And The Truth Is . . .
After my husband left me, she and I endeavored to remain friends. The waters were tumultuous. Our love was conditional and her advice was never based on God’s truths. With broken oars we rowed, each our own direction, in a boat which steadily headed toward deadly rocks. This storm was rough and we had lost site of the lighthouse.My fifteen-year relationship with Elizabeth (a mutual friend of my ex-husband and me) was at best, pretentious. To keep the peace, I hardly ever spoke the truth to her and, no doubt, she withheld her strong opinions from me . . . most of the time.
When she turned all eyes on herself at my daughter’s graduation I had had enough. In the midst of a crowded football field I quietly deliberated how to jump this ship.
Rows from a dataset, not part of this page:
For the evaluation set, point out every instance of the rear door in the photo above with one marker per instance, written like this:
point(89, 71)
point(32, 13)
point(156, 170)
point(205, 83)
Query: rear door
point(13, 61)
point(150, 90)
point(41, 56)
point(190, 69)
A couple of days later, our relationship ended amongst a gale of angry words. The truth came out of my mouth like seething lava. All the while I heard a still small voice trying to transform my spewing into loving order. Not a chance. Fifteen years of bottled-up feelings erupted.
To my discontent, the sermon that weekend was about speaking the truth in love. I smiled and found myself a little less wise with a course of action I did not want to take. My truth telling was many years too late and my delivery missed the mark.
Is truth beautiful? It is not pretentious, and it would’ve set us free if only we could have spoken it lovingly.